Malgré cela, le peuple ne s’est jamais complu dans le silence. Il y a eu à chaque période, ses révoltes et ses soulèvements et il y avait toujours des voix qui s’insurgeait contre ces politiques dilapidatrices des richesses du pays. Que de militants n’a-t-on pas harcelé, torturé et conduit au cachot pour la simple raison qu’ils revendiquaient un plus de justice et de liberté. Il y avait même des opposants qui ont payé de leur vie leurs engagements. On ne doit pas oublier leurs sacrifices. Dans ce cadre justement, j’appelle à la libération immédiate et inconditionnelle de tous les détenus d’opinion.
Le pouvoir joue au rouleau compresseur pour imposer sa feuille de route voir imposer son candidat au scrutin présidentiel, qu’en pensez-vous ?
Imposer une feuille de route contre le gré du peuple algérien ne peut que compromettre l’avenir du pays.
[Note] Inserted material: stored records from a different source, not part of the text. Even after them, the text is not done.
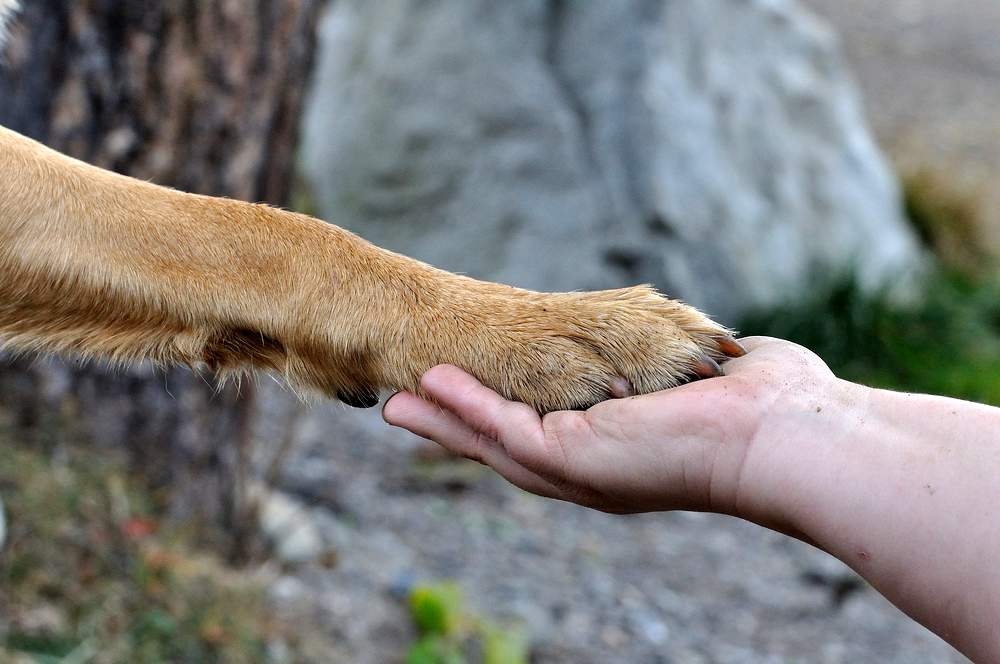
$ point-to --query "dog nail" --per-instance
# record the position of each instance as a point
(621, 388)
(707, 368)
(731, 347)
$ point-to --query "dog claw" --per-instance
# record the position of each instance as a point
(621, 388)
(731, 347)
(363, 399)
(707, 368)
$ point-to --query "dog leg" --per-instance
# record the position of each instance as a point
(101, 265)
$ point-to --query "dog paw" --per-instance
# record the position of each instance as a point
(563, 351)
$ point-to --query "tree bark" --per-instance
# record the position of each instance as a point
(201, 96)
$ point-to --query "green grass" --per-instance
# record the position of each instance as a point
(450, 634)
(946, 343)
(88, 573)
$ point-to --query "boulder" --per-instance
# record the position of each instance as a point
(716, 149)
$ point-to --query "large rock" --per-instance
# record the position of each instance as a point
(715, 148)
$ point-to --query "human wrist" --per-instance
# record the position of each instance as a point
(794, 457)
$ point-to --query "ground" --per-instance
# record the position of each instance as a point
(589, 587)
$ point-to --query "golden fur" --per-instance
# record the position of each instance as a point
(101, 265)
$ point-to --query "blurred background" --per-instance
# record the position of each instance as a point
(819, 171)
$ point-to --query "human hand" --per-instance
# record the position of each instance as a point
(688, 448)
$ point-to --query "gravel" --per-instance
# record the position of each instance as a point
(588, 587)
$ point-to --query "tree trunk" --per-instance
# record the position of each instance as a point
(201, 96)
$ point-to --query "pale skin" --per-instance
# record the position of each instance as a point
(903, 488)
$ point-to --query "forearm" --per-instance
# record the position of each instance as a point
(905, 489)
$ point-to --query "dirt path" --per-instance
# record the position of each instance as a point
(589, 587)
(930, 72)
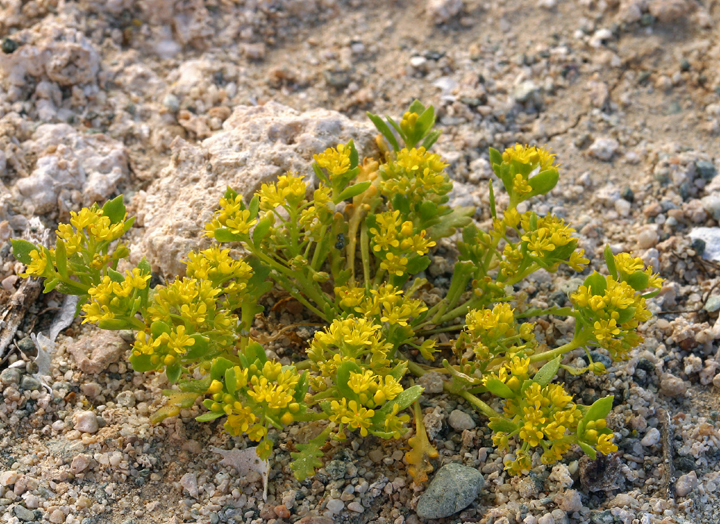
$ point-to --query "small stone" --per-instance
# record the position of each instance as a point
(282, 512)
(24, 514)
(86, 422)
(453, 489)
(189, 484)
(57, 517)
(622, 207)
(432, 382)
(569, 501)
(315, 519)
(126, 399)
(712, 304)
(647, 238)
(706, 169)
(672, 386)
(604, 148)
(651, 438)
(80, 463)
(546, 519)
(335, 506)
(459, 420)
(10, 376)
(29, 383)
(356, 507)
(8, 478)
(686, 484)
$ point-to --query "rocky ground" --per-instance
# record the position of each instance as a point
(168, 101)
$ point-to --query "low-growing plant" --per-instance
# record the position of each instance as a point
(353, 249)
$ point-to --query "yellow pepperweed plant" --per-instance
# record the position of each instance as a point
(353, 249)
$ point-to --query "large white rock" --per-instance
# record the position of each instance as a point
(257, 144)
(69, 160)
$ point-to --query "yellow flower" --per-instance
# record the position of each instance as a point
(38, 264)
(335, 161)
(605, 444)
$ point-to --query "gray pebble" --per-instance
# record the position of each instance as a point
(459, 420)
(30, 383)
(453, 489)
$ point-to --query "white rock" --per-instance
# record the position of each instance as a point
(441, 11)
(569, 501)
(189, 484)
(80, 463)
(711, 237)
(8, 478)
(459, 420)
(647, 238)
(604, 148)
(92, 164)
(257, 144)
(622, 206)
(651, 438)
(686, 484)
(86, 422)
Le bon sens voudrait en cette phase critique d’écouter les revendications citoyennes et d’y apporter des solutions appropriées. Toute imposition ne peut être que contre productive. Ce qu’il faut, c’est un dialogue franc, inclusif sans exclusion, avec comme préalables, le départ du système, de ses symboles et de ses résidus et le respect du caractère républicain, démocratique et social du pays. Ce dialogue qui sera rehaussé par de véritables négociations, doit être encadré par des personnalités nationales consensuelles.
Chose facile à réaliser si la volonté existe. Malheureusement, l’agenda des décideurs actuels n’a d’autres objectifs inavoués que la reconduite du système et la pérennisation du régime à travers une présidentielle pourtant rejetée par le peuple. L’interdiction d’entrer à Alger pour participer aux marches pacifiques que vient de décréter le chef d’état major n’est que l’illustration d’un aveuglement sans précédant, d’une tentative avérée du recours à la violence pour réussir sa mascarade électorale.
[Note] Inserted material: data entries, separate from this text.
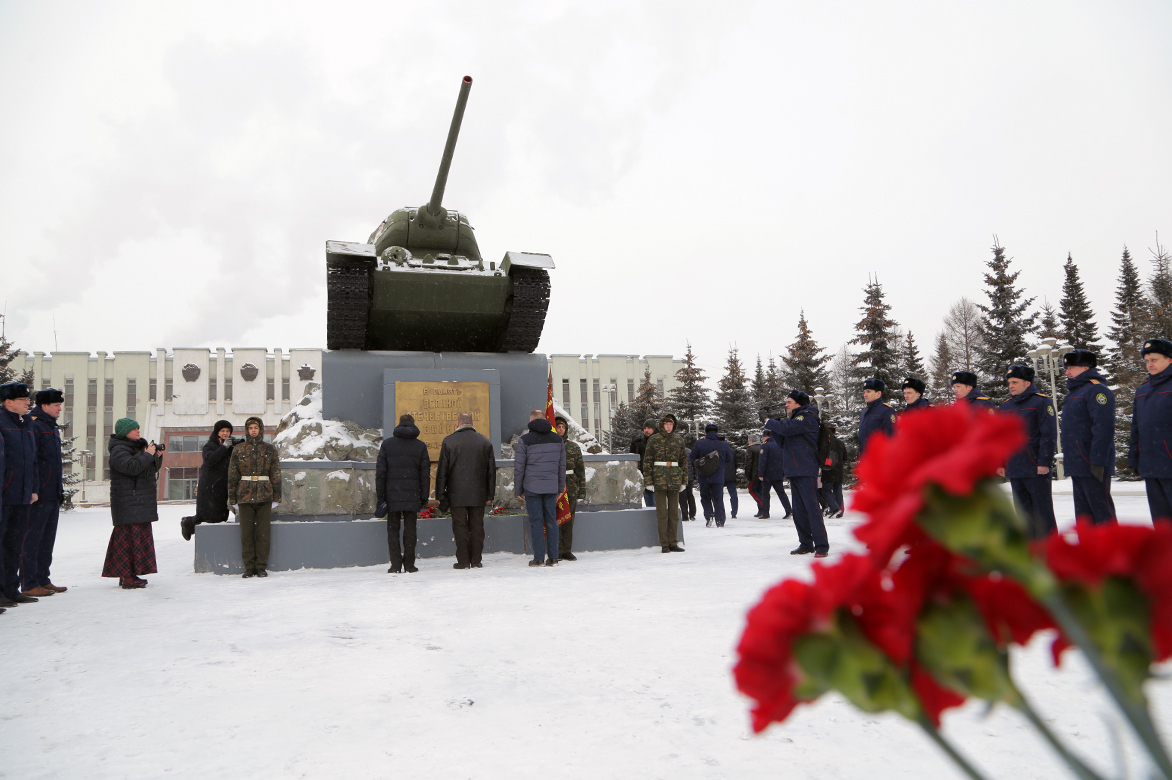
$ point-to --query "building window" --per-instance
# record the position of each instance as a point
(67, 412)
(181, 483)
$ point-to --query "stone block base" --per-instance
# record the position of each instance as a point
(328, 544)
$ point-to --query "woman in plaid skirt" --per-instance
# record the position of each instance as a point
(134, 465)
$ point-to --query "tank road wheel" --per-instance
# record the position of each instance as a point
(348, 295)
(530, 301)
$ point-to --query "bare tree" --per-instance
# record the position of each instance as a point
(962, 329)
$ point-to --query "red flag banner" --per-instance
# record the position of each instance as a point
(563, 500)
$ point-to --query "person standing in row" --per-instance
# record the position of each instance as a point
(576, 488)
(667, 471)
(18, 488)
(254, 490)
(799, 447)
(636, 447)
(539, 477)
(913, 394)
(50, 491)
(711, 485)
(402, 483)
(877, 416)
(1088, 436)
(211, 498)
(1151, 429)
(832, 459)
(134, 470)
(771, 472)
(467, 480)
(1029, 469)
(966, 388)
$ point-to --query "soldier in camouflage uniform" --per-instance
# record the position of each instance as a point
(576, 487)
(254, 488)
(666, 470)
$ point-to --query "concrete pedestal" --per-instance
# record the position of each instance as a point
(335, 541)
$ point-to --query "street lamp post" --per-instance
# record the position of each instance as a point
(1047, 357)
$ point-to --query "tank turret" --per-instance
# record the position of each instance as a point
(420, 284)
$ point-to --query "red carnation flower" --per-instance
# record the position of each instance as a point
(951, 446)
(1140, 553)
(765, 671)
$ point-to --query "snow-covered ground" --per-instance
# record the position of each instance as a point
(613, 666)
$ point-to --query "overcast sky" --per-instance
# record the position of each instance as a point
(170, 172)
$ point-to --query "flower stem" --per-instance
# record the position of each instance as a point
(1135, 712)
(938, 738)
(1079, 768)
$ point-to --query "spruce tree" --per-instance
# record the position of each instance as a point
(1048, 322)
(689, 399)
(733, 408)
(1075, 315)
(1160, 284)
(1129, 329)
(941, 361)
(910, 358)
(879, 356)
(1006, 325)
(69, 476)
(804, 361)
(760, 387)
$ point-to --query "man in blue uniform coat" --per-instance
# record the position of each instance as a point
(799, 455)
(966, 388)
(1029, 469)
(877, 416)
(913, 394)
(18, 487)
(1088, 436)
(771, 470)
(1151, 429)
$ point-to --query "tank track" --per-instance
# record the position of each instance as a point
(348, 295)
(530, 302)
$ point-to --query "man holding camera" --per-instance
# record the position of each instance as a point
(211, 499)
(254, 490)
(799, 446)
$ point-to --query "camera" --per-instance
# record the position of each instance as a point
(765, 412)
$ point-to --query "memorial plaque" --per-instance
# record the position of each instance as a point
(436, 405)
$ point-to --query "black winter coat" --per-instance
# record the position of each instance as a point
(467, 473)
(19, 469)
(403, 476)
(49, 484)
(133, 492)
(211, 500)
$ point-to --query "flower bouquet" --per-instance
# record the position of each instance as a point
(925, 620)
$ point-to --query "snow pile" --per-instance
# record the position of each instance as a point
(302, 435)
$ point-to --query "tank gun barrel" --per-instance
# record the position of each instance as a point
(435, 206)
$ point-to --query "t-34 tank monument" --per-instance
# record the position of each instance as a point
(420, 323)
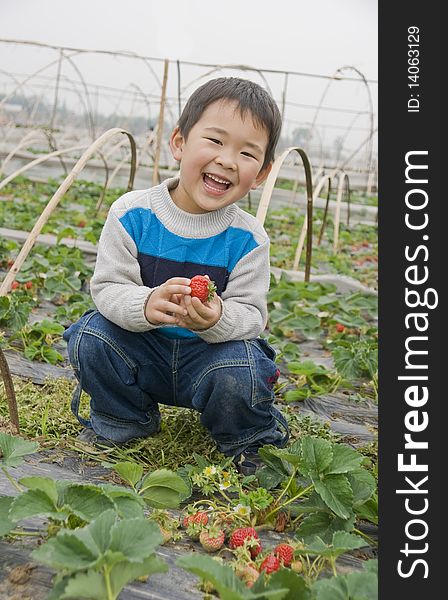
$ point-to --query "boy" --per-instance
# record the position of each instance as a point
(150, 341)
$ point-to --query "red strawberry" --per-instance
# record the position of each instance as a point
(199, 518)
(212, 539)
(239, 537)
(285, 553)
(202, 288)
(297, 566)
(270, 564)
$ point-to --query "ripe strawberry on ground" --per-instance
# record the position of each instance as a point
(199, 517)
(246, 536)
(296, 566)
(212, 538)
(194, 524)
(270, 564)
(285, 553)
(202, 288)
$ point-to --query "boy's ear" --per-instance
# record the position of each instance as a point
(176, 143)
(262, 175)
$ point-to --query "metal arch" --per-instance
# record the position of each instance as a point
(343, 178)
(233, 67)
(267, 194)
(54, 201)
(369, 96)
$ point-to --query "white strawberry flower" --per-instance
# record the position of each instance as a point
(242, 510)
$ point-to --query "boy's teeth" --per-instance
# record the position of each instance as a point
(217, 179)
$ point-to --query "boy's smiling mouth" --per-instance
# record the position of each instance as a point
(214, 184)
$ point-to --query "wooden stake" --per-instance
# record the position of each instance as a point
(155, 173)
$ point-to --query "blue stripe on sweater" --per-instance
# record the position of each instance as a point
(152, 238)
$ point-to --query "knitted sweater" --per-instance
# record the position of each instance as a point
(147, 239)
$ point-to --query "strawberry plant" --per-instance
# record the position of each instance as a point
(361, 585)
(282, 584)
(99, 559)
(341, 542)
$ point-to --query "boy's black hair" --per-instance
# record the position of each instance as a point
(248, 95)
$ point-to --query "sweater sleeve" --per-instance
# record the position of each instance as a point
(244, 304)
(116, 286)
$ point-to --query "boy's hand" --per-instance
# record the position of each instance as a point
(199, 315)
(164, 304)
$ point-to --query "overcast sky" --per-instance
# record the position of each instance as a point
(313, 36)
Sur le triple plan politique, économique et social quels sont les risques et les dangers que le pays va affronter ?
Déjà sur le plan économique, on est, selon, nos experts et les institutions financières internationales, en phase d’être en cessation de paiement. Tous les indicateurs sont au rouge, seul un éventuel rebond significatif des prix du baril de pétrole peut en atténuer les conséquences. Les politiques mises en place depuis des années durant sont entachées de corruption institutionnalisée. Le pouvoir d’achat se rétrécit dangereusement de jour en jour.
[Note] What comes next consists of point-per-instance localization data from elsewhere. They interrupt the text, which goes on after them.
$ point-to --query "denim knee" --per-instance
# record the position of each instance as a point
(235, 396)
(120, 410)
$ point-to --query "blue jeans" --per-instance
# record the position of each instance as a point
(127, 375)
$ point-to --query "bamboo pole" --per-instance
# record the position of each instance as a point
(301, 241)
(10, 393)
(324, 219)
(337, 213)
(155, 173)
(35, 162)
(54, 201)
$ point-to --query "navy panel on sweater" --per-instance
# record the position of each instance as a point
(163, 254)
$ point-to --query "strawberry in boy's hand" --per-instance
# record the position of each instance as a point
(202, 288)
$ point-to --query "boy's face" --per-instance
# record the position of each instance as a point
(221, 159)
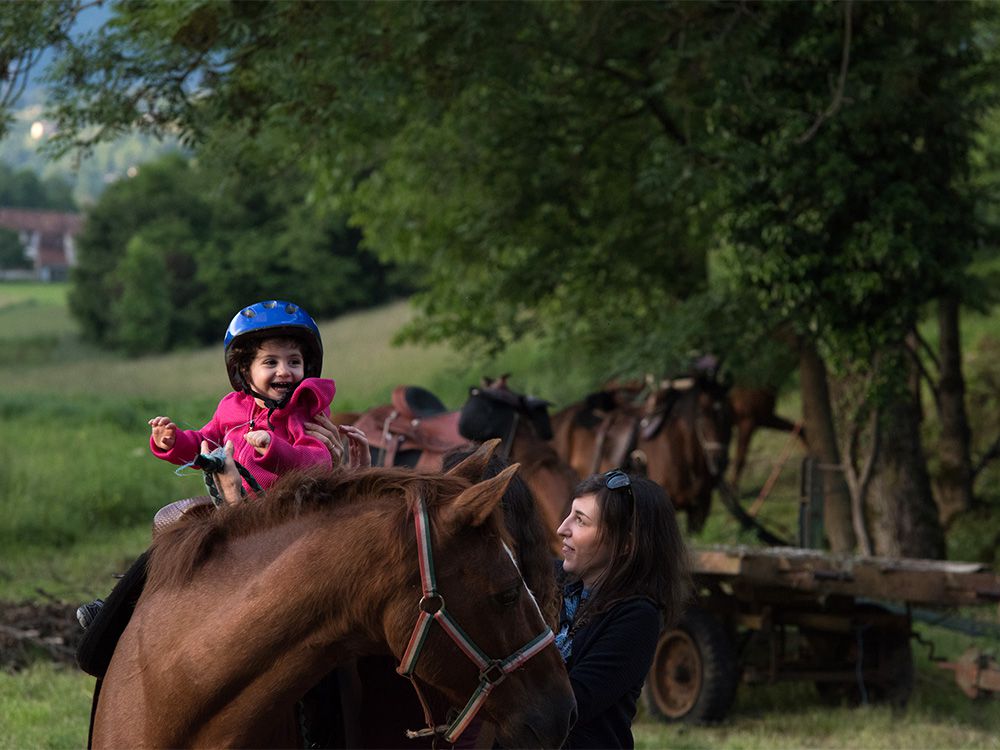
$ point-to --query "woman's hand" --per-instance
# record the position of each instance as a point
(359, 454)
(340, 439)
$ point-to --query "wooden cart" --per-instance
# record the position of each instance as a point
(785, 613)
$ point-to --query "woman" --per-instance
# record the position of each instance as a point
(625, 576)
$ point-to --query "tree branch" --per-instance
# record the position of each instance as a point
(838, 94)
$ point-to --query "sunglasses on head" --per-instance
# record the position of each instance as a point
(616, 479)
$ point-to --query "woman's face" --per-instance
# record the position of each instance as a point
(584, 556)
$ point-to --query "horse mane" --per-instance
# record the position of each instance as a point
(180, 550)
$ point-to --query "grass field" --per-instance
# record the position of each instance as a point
(78, 489)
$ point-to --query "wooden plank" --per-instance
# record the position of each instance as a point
(933, 582)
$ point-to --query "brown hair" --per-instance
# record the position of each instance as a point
(649, 557)
(243, 350)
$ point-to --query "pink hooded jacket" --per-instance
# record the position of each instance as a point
(238, 414)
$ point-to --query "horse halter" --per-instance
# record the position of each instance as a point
(491, 671)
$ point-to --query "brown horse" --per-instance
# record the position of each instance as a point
(248, 607)
(678, 436)
(522, 423)
(753, 408)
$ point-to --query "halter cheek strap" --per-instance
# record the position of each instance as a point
(432, 608)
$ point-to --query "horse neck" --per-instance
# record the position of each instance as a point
(274, 613)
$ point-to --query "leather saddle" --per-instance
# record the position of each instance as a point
(415, 430)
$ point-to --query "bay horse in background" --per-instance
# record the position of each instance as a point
(416, 429)
(678, 436)
(754, 408)
(248, 607)
(522, 423)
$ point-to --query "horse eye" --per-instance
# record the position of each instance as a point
(509, 597)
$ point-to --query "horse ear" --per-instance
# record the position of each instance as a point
(476, 503)
(472, 468)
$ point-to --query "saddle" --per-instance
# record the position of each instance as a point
(416, 424)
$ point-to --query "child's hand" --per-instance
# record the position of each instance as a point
(163, 432)
(259, 439)
(359, 455)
Les secteurs de l’éducation et de la santé qui sont les baromètres de la bonne santé d’un pays, sont précarisés. Les quelques avancées timides en politique enregistrées ces dernières années, fruits des sacrifices des Algériens, viennent d’être remises en cause par ce pouvoir dirigée réellement par l ‘Etat –major qui s’accapare présentement le pouvoir décisionnel sur tous les plans, économique, social et politique. Si cette situation perdure, on fera face à des débordements sociaux incontrôlables dont la responsabilité incombe aux décideurs actuels. Ce qui nous amène à réitérer notre appel pour un sortie de crise telle que voulue par le peuple, à savoir une transition démocratique.